Gefährdet politische Arbeit den Status der Gemeinnützigkeit?

Empirische Befunde, Rechtslage und Handlungsbedarfe

Policy Paper 7

Gefährdet politische Arbeit den Status der Gemeinnützigkeit? (Cover)
  • Fünf Prozent der gemeinnützigen Organisationen in Deutschland würden sich gerne stärker politisch einbringen, sehen dadurch aber ihren Gemeinnützigkeitsstatus gefährdet. Das zeigt der ZiviZ-Survey 2023.
     
  • Auch wenn Organisationen im Umweltschutz und der internationalen Solidarität besonders betroffen sind – Verunsicherung besteht in ganz unterschiedlichen Bereichen der Zivilgesellschaft.
     
  • Die Politik ist gefragt, im Rahmen der geplanten Reform des Gemeinnützigkeitsrechts Rechtssicherheit zu schaffen.
     
  • Um künftiger Verunsicherung vorzubeugen, sind neben der Politik auch Finanzämter, Einrichtungen der Engagementförderung und gemeinnützige Organisationen selbst in der Pflicht.

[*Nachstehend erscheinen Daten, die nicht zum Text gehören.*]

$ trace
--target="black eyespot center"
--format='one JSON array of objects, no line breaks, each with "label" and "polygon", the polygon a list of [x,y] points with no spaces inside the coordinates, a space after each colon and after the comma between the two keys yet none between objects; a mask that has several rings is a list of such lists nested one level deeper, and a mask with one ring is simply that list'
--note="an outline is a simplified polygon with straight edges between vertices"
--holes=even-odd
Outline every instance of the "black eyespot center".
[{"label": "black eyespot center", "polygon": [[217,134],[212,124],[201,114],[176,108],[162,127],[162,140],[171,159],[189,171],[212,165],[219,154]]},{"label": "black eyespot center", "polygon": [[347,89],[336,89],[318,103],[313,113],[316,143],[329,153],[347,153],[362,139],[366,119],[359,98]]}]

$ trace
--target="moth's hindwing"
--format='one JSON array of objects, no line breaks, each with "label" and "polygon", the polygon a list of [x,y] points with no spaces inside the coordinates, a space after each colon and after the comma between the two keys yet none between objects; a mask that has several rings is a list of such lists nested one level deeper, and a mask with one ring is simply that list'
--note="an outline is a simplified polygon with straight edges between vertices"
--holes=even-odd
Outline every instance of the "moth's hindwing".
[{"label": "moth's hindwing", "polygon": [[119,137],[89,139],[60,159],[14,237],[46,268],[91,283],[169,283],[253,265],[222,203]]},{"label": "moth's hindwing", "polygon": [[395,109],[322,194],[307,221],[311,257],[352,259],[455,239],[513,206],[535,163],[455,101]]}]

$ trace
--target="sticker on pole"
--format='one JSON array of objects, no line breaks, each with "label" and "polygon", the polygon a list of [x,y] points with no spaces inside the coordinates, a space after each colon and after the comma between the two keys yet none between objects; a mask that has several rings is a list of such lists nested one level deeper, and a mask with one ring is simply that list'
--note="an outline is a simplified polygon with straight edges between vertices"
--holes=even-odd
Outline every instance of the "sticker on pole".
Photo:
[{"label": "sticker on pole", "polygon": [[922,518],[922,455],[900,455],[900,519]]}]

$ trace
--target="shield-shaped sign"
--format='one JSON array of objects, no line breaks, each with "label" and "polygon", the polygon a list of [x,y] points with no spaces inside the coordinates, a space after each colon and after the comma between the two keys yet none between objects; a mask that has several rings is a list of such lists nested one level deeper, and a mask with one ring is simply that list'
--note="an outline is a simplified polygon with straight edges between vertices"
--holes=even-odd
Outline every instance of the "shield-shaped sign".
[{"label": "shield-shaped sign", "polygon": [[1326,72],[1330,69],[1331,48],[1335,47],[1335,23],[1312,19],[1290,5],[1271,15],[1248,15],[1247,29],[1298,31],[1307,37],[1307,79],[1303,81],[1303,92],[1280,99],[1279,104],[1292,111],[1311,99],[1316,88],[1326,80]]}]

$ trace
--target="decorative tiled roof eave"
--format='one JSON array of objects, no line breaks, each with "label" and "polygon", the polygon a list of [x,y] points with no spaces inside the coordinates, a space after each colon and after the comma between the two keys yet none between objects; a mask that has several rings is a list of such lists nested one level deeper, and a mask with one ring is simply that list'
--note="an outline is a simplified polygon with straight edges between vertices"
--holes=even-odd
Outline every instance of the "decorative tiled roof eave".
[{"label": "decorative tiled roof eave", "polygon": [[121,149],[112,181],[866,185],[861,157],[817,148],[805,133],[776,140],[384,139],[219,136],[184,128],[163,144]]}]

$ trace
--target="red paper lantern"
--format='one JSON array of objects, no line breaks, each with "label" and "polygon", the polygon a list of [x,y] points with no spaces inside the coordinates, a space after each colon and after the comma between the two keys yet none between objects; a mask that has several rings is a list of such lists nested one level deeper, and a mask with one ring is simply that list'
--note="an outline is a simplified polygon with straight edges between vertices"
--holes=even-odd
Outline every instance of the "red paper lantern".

Vereine, Stiftungen und andere gemeinnützige Organisationen sind immer häufiger Akteure und Orte politischer Willensbildung. Die abnehmende Popularität von Parteimitgliedschaften hat dazu geführt, dass Bürgerinnen und Bürger immer häufiger Formen der politischen Partizipation im Rahmen ihrer Mitgliedschaft oder ihres Engagements in zivilgesellschaftlichen Organisationen ausleben. So rückt die Bedeutung zivilgesellschaftlicher Organisationen für das Funktionieren einer modernen Demokratie verstärkt in den Fokus.

Jedoch gab es in den vergangenen Jahren immer wieder Rechtsstreitigkeiten um die Frage, wie politisch Organisationen mit Gemeinnützigkeitsstatus agieren dürfen. Besonders prominent war in der medialen Berichterstattung der Fall der globalisierungskritischen Organisation Attac, deren Verfolgung allgemeinpolitischer Ziele jenseits der steuerbegünstigten Satzungszwecke erstmals im Jahr 2014 zur Aberkennung der Gemeinnützigkeit führte. In der Öffentlichkeit diskutiert wurden aber auch andere Fälle von Organisationen wie Campact, der Umwelthilfe oder jüngst der Antonio-Amadeu-Stiftung.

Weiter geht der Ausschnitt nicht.